Comme pour faire une bêtise, Xiao Bai tendit le bras, l'enroula autour du cou de Zi Jin et se blottit contre elle, marchant pas à pas à ses côtés. Elle posa doucement une main sur la taille de Zi Jin : « Xiao Zi… tu es fatiguée ?… Xiao Zi, j'aime beaucoup ça… »
Zi Jin se retourna légèrement embarrassée, le visage rouge, mais elle ne lâcha pas la main de Xiao Bai : « Arrête de faire l'idiot. »
« C’est si gentil… Petit Violet… » Petit Blanc frotta son museau contre le visage de Zi Jin et soupira.
Une pointe d'anxiété et de malaise traversa le regard de Zi Jin. Elle baissa la tête et se tut, mais son allure ralentit encore, et elle protégea discrètement la personne derrière elle d'une main.
Bien que Xiao Bai s'accrochât à Zi Jin, il ne s'appuyait pas de tout son poids sur elle. Il suivait ses pas avec précaution, lui marchant parfois sur les talons. La tendresse dans son regard et le sourire sur ses lèvres s'intensifiaient.

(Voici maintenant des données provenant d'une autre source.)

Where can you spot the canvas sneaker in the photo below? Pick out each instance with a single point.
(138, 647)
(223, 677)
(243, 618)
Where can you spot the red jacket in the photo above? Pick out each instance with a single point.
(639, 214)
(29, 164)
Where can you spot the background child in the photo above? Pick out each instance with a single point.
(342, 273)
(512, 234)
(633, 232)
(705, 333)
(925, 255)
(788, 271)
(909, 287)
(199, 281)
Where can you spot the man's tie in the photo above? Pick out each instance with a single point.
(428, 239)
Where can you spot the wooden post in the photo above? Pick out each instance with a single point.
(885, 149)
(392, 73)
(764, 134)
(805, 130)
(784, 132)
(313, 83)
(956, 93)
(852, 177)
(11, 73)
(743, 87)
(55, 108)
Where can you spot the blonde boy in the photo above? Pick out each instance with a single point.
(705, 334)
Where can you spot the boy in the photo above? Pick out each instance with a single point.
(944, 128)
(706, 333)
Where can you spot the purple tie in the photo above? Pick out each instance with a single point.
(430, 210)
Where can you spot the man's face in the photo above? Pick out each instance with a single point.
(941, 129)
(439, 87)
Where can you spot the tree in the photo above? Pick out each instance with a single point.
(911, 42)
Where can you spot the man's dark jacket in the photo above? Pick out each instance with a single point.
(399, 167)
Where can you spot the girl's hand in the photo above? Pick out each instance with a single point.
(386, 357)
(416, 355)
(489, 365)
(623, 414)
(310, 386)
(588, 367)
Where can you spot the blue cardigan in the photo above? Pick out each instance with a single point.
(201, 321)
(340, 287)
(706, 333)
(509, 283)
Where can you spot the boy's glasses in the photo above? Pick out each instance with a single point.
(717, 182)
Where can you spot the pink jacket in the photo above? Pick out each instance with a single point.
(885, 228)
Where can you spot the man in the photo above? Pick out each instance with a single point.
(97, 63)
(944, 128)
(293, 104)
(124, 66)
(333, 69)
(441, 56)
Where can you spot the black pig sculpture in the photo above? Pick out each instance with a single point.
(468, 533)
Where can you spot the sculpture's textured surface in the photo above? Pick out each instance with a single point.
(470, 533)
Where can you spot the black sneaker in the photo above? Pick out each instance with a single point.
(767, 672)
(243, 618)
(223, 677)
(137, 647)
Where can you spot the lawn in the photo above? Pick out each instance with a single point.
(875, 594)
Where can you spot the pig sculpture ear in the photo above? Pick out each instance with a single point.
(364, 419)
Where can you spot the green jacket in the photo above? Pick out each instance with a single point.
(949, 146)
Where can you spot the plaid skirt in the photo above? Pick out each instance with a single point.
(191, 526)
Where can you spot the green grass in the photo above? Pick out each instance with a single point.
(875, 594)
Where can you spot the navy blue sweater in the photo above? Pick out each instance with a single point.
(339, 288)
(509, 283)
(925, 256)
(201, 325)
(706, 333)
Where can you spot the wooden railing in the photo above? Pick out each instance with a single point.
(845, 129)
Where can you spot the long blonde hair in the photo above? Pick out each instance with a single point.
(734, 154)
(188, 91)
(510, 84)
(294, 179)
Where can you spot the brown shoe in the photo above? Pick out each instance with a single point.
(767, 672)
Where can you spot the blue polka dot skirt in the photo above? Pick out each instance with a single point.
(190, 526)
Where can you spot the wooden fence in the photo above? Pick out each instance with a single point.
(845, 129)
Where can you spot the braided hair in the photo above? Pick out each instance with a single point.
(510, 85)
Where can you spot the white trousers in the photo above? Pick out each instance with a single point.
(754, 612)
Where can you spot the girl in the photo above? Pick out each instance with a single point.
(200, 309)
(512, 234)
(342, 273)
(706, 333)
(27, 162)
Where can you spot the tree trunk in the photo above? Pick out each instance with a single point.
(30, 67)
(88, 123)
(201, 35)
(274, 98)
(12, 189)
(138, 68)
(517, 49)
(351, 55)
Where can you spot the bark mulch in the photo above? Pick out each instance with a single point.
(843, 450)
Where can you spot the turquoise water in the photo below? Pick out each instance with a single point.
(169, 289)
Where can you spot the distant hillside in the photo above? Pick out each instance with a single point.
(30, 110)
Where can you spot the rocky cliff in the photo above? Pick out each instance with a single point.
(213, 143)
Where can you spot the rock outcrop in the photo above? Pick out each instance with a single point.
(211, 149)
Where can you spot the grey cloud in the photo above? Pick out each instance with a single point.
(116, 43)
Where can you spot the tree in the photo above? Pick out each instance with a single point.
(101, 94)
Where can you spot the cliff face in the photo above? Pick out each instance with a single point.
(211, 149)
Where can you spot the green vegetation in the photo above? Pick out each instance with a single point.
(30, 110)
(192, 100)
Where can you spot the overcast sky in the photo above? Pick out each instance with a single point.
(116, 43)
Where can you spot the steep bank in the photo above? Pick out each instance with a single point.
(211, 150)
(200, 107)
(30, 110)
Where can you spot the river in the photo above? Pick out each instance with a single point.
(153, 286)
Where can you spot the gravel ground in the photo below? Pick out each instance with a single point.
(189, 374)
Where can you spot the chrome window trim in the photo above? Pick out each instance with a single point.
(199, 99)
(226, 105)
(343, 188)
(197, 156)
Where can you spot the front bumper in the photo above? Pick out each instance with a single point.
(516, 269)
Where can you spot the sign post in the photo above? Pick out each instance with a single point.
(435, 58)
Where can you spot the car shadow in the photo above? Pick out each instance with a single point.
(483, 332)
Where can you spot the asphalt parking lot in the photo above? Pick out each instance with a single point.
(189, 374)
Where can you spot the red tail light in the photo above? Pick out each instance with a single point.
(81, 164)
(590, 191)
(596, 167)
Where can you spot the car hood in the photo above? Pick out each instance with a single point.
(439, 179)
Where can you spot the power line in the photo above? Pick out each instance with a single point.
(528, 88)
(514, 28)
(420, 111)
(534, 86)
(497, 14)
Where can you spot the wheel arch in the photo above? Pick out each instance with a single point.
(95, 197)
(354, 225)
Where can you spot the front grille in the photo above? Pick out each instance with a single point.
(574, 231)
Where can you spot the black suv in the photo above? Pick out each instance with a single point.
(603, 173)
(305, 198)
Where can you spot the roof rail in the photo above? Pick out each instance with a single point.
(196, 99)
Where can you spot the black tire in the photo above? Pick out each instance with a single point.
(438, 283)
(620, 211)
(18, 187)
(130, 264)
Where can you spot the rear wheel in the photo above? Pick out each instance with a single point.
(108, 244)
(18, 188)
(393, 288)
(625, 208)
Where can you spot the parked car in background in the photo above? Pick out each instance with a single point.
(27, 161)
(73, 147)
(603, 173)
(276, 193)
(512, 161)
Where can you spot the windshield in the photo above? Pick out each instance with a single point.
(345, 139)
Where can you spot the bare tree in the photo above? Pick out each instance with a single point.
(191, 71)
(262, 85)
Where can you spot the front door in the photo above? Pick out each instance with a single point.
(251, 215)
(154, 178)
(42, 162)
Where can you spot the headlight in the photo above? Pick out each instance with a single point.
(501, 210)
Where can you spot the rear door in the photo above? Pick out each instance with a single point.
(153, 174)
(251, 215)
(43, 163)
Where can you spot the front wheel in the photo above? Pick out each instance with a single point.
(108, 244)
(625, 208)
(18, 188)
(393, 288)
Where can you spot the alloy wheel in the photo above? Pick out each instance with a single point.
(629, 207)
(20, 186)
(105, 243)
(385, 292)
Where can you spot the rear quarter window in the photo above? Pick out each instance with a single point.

Après avoir marché un moment, Zi Jin s'arrêta doucement, laissant Xiao Bai s'appuyer contre elle pour se reposer, sa main le protégeant discrètement. En voyant son profil apaisé, le cœur de Zi Jin se serra de tristesse : « Xiao Bai… tu seras toujours comme ça, toujours aussi faible… le sais-tu ? »
Xiao Bai tourna la tête et s'appuya lentement sur l'épaule de Zi Jin : « N'aie pas peur, Xiao Zi est là. »
"Xiaobai, sais-tu... sais-tu que c'est à cause de moi que tu es devenu comme ça... au point de ne même plus pouvoir marcher... sais-tu... je préférerais..." Je préférerais mourir plutôt que de te voir dans cet état.
« Xiao Zi est là, n’aie pas peur, c’est bon… Xiao Zi ne supporte pas de me quitter, ne supporte pas de me quitter… Xiao Zi souffre, je souffre, Xiao Zi va bien… tant mieux… » Xiao Bai caressa doucement la joue de Zi Jin et murmura.
Zi Jin se retourna, retenant ses larmes, et caressa doucement le visage de Xiao Bai, les yeux remplis de tendresse : « Laisse-moi prendre soin de toi à partir de maintenant, d'accord ? Tu... es d'accord ? »
Xiao Bai se blottit contre la main de Zi Jin comme un chaton, ses yeux doux et humides fixant Zi Jin d'un regard légèrement plissé, débordant de joie et de satisfaction.
Le soleil couchant les enveloppait tous deux de longues ombres...
Cheng Qingsong somnolait dans un fauteuil à bascule sous un arbre de la cour. Lorsque Zi Jin et Xiao Bai entrèrent, il n'ouvrit même pas les yeux, marmonna
: «
Le repas est servi
», se retourna et se rendormit.
Zi Jin entraîna Xiao Bai dans la maison, et son visage s'assombrit en voyant ce qui se trouvait sur la table. Xiao Bai perçut immédiatement le changement d'humeur de Zi Jin et lâcha sa main presque instinctivement.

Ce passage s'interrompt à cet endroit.